The Giants’ first round pick has a number of qualities in common with the recovering superstar receiver, but being The Guy is still a lot to ask of any rookie. Unfortunately, Sullivan is in the position of having to ask him to be just that, and from multiple positions.

About Engram, Sullivan said, “Evan has done a lot of good things for us this year. He’s a hard worker. He’s very smart. We have to make sure we’re cognizant of the fact that while he is doing a lot of good things and he’s shown versatility both in terms of what he can do physically and what we put on him mentally, we don’t want to over-tax him. We don’t want to try to make things overly complicated in the sense that he’s not able to go out there and play fast. So, we just want to be able to put him in positions where, certainly, which we’ve seen already this year. He’s been in line. He’s been displaced. Want to continue to try and do that, but not at the risk of trying to overload him to where all the sudden he’s thinking so much that he’s not able to play fast.”

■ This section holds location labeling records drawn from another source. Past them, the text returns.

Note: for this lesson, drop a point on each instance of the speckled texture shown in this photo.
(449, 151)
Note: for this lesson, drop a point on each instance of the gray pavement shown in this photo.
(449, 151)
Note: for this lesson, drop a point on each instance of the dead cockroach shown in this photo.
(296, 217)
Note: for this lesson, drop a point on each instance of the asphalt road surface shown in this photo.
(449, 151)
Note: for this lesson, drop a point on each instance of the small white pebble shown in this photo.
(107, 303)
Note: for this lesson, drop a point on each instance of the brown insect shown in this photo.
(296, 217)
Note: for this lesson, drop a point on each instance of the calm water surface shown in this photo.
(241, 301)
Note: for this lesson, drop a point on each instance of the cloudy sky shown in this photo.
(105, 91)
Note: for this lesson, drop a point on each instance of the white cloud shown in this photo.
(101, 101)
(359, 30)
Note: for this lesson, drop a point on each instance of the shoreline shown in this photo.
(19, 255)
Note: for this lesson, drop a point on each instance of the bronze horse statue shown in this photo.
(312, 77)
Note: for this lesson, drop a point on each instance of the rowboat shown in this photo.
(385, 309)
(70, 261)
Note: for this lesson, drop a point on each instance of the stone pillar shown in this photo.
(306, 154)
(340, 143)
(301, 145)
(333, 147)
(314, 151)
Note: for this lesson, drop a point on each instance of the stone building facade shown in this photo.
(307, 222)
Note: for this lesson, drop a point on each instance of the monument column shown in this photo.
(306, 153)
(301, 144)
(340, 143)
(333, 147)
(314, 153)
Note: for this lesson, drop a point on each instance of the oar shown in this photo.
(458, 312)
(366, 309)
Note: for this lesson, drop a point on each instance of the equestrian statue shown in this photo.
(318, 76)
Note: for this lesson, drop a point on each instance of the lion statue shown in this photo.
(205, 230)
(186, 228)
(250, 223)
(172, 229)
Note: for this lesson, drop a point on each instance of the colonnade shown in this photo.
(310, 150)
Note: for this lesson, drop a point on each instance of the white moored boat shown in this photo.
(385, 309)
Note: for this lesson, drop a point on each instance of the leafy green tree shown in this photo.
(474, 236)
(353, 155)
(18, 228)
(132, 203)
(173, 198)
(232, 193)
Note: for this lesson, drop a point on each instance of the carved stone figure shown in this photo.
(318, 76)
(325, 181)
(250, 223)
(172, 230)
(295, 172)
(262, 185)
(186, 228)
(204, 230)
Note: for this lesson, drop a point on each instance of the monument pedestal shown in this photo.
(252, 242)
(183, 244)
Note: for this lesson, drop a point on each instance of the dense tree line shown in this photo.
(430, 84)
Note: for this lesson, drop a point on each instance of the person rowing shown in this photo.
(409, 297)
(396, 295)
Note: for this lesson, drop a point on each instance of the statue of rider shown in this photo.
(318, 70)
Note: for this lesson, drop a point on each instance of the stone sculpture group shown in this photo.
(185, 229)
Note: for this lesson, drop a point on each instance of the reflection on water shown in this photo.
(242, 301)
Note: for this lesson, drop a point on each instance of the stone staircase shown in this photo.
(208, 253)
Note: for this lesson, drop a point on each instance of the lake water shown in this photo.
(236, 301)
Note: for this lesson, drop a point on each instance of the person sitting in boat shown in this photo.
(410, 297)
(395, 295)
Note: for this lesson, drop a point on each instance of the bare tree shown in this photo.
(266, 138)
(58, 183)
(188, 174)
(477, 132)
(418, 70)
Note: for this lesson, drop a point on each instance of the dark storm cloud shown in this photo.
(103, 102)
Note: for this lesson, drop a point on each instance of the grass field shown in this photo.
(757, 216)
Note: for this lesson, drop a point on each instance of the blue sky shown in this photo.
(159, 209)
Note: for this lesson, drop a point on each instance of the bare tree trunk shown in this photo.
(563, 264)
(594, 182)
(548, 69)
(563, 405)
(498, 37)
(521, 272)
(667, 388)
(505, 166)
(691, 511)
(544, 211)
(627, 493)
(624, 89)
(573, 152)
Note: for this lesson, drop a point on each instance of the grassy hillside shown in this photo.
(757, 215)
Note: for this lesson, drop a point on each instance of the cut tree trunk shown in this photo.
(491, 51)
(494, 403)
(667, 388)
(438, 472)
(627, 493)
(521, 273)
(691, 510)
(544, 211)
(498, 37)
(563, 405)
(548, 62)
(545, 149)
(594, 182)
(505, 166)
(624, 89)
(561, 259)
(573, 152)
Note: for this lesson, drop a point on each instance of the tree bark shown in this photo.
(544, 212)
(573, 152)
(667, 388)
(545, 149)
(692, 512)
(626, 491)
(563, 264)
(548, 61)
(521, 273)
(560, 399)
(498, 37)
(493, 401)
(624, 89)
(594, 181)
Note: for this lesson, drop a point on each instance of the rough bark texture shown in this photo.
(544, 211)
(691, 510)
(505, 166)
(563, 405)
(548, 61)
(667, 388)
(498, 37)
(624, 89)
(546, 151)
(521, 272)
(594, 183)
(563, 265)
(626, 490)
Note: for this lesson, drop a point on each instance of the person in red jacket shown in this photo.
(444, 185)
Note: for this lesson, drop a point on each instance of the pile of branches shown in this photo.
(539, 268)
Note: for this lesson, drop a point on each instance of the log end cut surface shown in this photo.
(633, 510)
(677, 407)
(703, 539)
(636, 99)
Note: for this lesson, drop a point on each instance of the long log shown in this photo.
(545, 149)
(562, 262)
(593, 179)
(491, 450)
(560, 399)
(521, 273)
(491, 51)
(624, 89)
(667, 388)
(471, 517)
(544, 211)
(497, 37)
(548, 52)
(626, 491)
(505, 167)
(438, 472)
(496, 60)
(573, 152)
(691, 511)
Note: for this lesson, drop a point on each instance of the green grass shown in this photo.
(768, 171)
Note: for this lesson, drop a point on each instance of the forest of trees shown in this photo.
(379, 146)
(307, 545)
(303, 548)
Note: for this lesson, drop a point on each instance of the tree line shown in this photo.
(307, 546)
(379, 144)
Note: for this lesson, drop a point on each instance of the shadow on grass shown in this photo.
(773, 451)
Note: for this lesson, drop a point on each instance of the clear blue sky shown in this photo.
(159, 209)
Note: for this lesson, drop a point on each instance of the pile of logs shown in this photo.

The Giants have more to worry about than their receiving options.

Even if they were completely healthy, they would still have to deal with Denver’s pass rush. The Giants primary concern coming in to the game has to be to find some way of slowing down Von Miller. Miller generally lines up on the right side of the offense (the defensive left), and will primarily be rushing against Bobby Hart.

“Well, Von Miller is a concern, regardless,” Sullivan said. “I mean, you take the greatest right tackle, left tackle, take every tackle that ever played in the National Football League – they’re going to struggle against Von Miller. That’s, in my opinion, the best pass rusher in the game. So, we have to do everything that we can to try to help. They move him around. He can also – you’ll see sometimes he’s on the other side. He also really does us a favor and he’ll go inside as well. So, we have our hands full and we’ll have a plan of ways that we can try to either a combination of sliding the protection or like a lot of teams will do this, it’s no secret, having a tight end or a back there to chip and to just try to do what we can to keep him off balance. But, it’s a huge challenge. No doubt about it.”